Dicevano che non vi era altra uscita da Menegroth se non il ponte di pietra che solcava il fiume, e il ponte era sorvegliato notte e giorno, nessuno vi passava senza che le sentinelle lo vedessero.
Dunque com’era possibile che il figlio di Oropher, un ragazzino da poco venuto alla luce del mondo, riuscisse a scappare, ogni volta? E ogni volta, gli esploratori elfici lo riportavano al cospetto del padre, dopo che l’avevano colto a girovagare tra i boschi, fuori dalle mura della propria casa.
In realtà, le sue non erano vere e proprie fughe. Egli amava la luce della luna e delle stelle, più di ogni altra luce gialla e calda che brillava nelle viscere delle gallerie, né i numerosi lucernari che bucavano il soffitto dell’osservatorio sotterraneo lo saziavano: egli voleva avere tutta quanta la volta del cielo notturno sopra di sé.
Per cui molte notti era uscito all’esterno, nella foresta, senza che nessuno se ne accorgesse, perché poi faceva sempre ritorno. Oropher comprendeva un tale bisogno: gli Eldar erano nati sotto le Stelle, e tutti loro provavano attrazione per esse, ma non poteva comunque lasciare che suo figlio girovagasse da solo per la foresta. Oropherion era ancora giovanissimo, e anche se all’interno della Cintura di Melian nessun’Oscurità poteva penetrare, lupi e altre creature selvagge erano sufficienti a metterlo in pericolo.
Un giorno, mentre Oropherion era immerso nello studio, giunse da lui Re Thingol. Il suo sguardo era saggio e gentile, e portava nel cuore una profonda calma, un’aura di luce e serenità che si spandeva intorno ai luoghi dove egli camminava.
«Così, hai trovato il passaggio per i Colli di Pietra, attraverso la sala delle fucine. Neanch’io sapevo della sua esistenza, all’inizio, quando i Naugrim costruirono questo rifugio. Arroccarsi sotto terra senza pensare a come uscirne è oltremodo stupido, e pericoloso.
Ma non ti proibirò di usarlo, non lo chiuderò, né metterò una guarnigione a sorvegliarlo. Ti chiederò soltanto di fare più attenzione, figlio di Oropher. Questo luogo deve rimanere celato agli occhi dei malvagi».
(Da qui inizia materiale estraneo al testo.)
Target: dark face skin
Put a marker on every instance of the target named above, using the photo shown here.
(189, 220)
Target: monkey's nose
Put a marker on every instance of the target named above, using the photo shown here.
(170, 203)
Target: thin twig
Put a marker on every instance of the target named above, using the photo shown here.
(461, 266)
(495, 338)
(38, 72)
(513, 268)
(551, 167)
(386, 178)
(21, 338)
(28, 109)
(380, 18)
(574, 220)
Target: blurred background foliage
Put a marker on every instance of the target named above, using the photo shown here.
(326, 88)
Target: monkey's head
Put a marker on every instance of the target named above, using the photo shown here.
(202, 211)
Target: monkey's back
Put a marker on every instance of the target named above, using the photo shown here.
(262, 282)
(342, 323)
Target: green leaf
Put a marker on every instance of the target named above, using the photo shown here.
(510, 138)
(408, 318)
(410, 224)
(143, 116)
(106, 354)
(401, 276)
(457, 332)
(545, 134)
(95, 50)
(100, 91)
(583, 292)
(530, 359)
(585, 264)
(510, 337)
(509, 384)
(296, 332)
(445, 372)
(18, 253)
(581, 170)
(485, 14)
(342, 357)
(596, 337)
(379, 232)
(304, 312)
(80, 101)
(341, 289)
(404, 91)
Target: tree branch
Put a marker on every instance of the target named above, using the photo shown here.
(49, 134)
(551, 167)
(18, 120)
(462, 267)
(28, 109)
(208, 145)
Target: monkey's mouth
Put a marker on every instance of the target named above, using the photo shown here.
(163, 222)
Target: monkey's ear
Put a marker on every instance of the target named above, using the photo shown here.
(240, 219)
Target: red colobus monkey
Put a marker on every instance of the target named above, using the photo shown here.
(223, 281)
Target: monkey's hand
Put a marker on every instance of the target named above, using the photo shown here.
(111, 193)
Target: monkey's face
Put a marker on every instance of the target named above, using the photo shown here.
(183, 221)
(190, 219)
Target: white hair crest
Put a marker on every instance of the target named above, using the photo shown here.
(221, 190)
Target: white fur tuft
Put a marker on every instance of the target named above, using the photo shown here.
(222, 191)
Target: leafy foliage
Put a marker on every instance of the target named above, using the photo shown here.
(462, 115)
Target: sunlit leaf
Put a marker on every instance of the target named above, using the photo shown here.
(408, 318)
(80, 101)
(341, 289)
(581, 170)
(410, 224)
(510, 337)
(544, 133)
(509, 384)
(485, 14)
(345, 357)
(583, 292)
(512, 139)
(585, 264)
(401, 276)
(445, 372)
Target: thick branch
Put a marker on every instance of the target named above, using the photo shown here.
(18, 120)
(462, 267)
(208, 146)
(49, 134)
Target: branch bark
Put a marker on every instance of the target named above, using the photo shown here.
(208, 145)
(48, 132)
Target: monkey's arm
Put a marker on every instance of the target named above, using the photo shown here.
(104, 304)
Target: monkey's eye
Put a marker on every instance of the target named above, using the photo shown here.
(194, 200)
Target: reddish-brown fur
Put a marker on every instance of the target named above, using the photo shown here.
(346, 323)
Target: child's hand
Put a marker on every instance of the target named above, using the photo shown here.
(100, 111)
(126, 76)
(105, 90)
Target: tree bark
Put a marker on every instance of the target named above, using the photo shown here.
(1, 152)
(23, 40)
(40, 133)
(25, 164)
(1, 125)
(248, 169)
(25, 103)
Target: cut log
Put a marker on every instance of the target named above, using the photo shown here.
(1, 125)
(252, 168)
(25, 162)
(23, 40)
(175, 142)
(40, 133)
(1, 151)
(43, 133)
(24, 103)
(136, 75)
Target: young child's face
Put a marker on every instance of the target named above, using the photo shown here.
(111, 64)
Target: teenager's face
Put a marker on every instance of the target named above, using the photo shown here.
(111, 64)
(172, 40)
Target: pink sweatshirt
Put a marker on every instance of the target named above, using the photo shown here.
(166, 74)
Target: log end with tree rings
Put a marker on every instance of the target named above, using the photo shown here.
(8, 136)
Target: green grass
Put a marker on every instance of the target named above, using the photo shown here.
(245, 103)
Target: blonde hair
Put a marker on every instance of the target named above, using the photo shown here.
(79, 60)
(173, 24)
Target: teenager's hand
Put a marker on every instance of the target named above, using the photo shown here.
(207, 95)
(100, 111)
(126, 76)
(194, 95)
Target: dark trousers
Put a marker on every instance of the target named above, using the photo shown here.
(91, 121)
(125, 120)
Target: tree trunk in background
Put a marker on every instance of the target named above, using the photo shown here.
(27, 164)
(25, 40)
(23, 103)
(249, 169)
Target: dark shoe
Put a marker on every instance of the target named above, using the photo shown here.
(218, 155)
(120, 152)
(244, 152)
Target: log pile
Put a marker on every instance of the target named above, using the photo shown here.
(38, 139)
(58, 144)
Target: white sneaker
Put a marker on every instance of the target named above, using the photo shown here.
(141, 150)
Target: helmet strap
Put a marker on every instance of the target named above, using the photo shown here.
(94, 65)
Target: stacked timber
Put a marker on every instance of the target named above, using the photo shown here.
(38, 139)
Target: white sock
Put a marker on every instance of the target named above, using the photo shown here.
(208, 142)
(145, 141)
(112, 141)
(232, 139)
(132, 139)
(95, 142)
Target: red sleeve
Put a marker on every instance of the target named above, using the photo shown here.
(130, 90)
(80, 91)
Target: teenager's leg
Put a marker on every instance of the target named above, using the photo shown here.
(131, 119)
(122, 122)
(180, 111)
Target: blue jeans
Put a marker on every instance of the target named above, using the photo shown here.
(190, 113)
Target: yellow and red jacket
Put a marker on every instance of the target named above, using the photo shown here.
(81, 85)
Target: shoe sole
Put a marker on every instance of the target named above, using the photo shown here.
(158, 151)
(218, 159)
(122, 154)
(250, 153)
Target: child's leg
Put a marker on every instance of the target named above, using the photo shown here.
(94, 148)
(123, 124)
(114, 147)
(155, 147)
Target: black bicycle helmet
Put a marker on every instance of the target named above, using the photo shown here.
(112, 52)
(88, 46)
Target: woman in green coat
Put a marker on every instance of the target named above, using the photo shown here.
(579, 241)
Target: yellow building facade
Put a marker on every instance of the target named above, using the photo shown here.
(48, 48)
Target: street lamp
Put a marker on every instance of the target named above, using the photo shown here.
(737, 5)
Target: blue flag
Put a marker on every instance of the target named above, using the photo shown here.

Così, rincuorato dall’indulgenza e dalla benevolenza di Thingol, il giovane Eldar tornò ancora una volta nella foresta, quando la luna era nera per metà. All’esterno, ovunque vi era silenzio: i rumori metallici delle fucine più non erano, l’aria tiepida delle gallerie più non era: vi erano il vento, i versi delle bestie, e l’aria fredda della notte.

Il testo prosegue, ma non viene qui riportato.